Les salariés sont libres de leurs opinions et peuvent les exprimer dans l’entreprise au temps et au lieu du travail. On ne peut y apporter de restrictions que si elles sont justifiées par la nature de la tâche à accomplir, répondent à une exigence professionnelle essentielle et déterminante, et sont proportionnées au but recherché (article L 1121-1 du code du travail).
Ainsi, l’employeur ne peut pas interdire les discussions politiques entre collègues. Il a d’ailleurs été jugé que la clause du règlement intérieur de l’entreprise qui prohibe ce sujet de conversation entre salariés est illicite (CE 25-1-1989 n° 64296). Le règlement intérieur peut toutefois contenir une clause dite «de neutralité» , dès lors que les restrictions qu’elle prévoit sont justifiées par l’exercice d’autres libertés et droits fondamentaux ou par les nécessités du bon fonctionnement de l’entreprise, et qu’elles sont proportionnées au but recherché (article L 1321-2-1 du Code du travail). En pratique, cette clause n’est le plus souvent admise que pour les salariés en contact avec la clientèle.
Si le salarié est libre d’exprimer des opinions politiques sur le lieu de travail, il est également en droit de taire ses convictions. De manière générale, l’employeur ne peut pas exiger d’un salarié qu’il émette une opinion ou qu’il prenne publiquement une position (Cassation 26-10-2005 n° 03-41.796). Toute sanction ou tout licenciement décidé en raison des opinions politiques du salarié est abusif. Ainsi jugé à propos de la rupture de la période d’essai d’un salarié motivée, non par un manquement à ses obligations professionnelles, mais par l’expression de ses opinions politiques au cours d’un repas à la suite d’une provocation intentionnelle de l’employeur (Cassation 27-6-1990 n° 86-41.009). Une telle mesure peut constituer une discrimination (article L 1132-1 du code du travail), l’employeur étant passible de sanctions pénales (article 225-1 à 225-4 du Code pénal).

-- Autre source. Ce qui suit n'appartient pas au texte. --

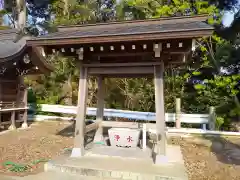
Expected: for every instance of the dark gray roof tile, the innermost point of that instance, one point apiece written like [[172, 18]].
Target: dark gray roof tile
[[126, 29]]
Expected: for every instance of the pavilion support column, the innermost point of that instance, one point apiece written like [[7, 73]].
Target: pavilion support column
[[25, 100], [160, 113], [78, 149], [99, 139]]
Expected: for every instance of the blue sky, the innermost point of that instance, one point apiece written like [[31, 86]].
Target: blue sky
[[227, 17]]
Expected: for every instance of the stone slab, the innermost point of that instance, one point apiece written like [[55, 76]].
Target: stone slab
[[104, 164]]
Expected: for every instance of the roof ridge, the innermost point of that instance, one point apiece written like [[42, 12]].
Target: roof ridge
[[137, 21]]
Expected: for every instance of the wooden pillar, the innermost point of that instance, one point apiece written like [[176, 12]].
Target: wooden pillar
[[13, 121], [78, 149], [160, 110], [212, 119], [178, 113], [99, 139], [25, 100]]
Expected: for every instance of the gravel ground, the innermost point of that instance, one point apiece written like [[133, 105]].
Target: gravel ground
[[205, 158], [41, 141]]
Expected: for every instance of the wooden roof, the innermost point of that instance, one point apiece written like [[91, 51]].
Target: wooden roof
[[163, 28], [13, 47]]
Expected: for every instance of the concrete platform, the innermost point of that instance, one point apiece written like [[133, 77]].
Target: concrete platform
[[106, 162]]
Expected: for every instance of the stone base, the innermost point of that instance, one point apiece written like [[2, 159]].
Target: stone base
[[24, 125], [77, 152], [114, 163], [12, 127]]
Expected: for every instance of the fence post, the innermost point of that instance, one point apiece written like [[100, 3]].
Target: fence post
[[212, 118], [178, 113]]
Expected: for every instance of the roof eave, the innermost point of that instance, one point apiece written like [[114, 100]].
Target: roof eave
[[122, 38]]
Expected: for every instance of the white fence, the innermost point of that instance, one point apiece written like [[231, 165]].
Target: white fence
[[203, 119]]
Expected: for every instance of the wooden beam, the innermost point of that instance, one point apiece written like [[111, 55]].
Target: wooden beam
[[160, 110], [121, 54], [78, 149], [100, 110], [91, 127], [134, 64], [120, 70]]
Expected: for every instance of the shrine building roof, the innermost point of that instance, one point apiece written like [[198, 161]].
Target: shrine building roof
[[13, 48], [162, 28]]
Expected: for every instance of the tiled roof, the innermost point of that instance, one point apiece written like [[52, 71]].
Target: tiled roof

A noter : Le salarié doit-il nécessairement être solidaire des engagements politiques de son employeur ? Il semble que non. Il a par exemple été jugé que, si un secrétaire parlementaire peut être tenu de s’abstenir de toute position personnelle pouvant gêner l’engagement politique de son employeur, on ne peut pas lui reprocher de se retirer de la liste électorale préparée par ce dernier en vue des élections (Cassation 28-4-2006 n° 03-44.527). De même, le salarié d’une association intercommunale est en droit d’apporter son soutien au candidat opposé au maire sortant d’une des communes membres de cette association (CA Grenoble 22-6-1992 n° 91-883).
L’engagement politique d’un salarié ne doit pas causer de troubles dans l’entreprise ni le conduire à commettre des fautes professionnelles. Tel est le cas, par exemple, lorsque le salarié s’absente de son poste pour distribuer des tracts électoraux (CA Paris 5-12-2013 n° 12-00973). Par ailleurs commet une faute grave le salarié d’un établissement pour personnes âgées qui, pendant ses heures de travail, exerce un militantisme politique actif en direction des personnes, psychologiquement fragiles, accueillies dans l’établissement et se fait remettre par l’un d’eux un chèque au profit d’une association collectant des fonds pour financer la campagne électorale d’un homme politique (CA Toulouse 4-3-2011 n° 09-6144).
De même est justifié par une faute grave le licenciement du salarié qui affranchit aux frais de l’employeur, à des fins personnelles et sans autorisation, des invitations dans le cadre d’une campagne municipale, créant pour l’entreprise un risque sérieux de poursuites pénales en matière de financement illégal d’une campagne électorale (CA Versailles 14-3-2012 n° 10-05816).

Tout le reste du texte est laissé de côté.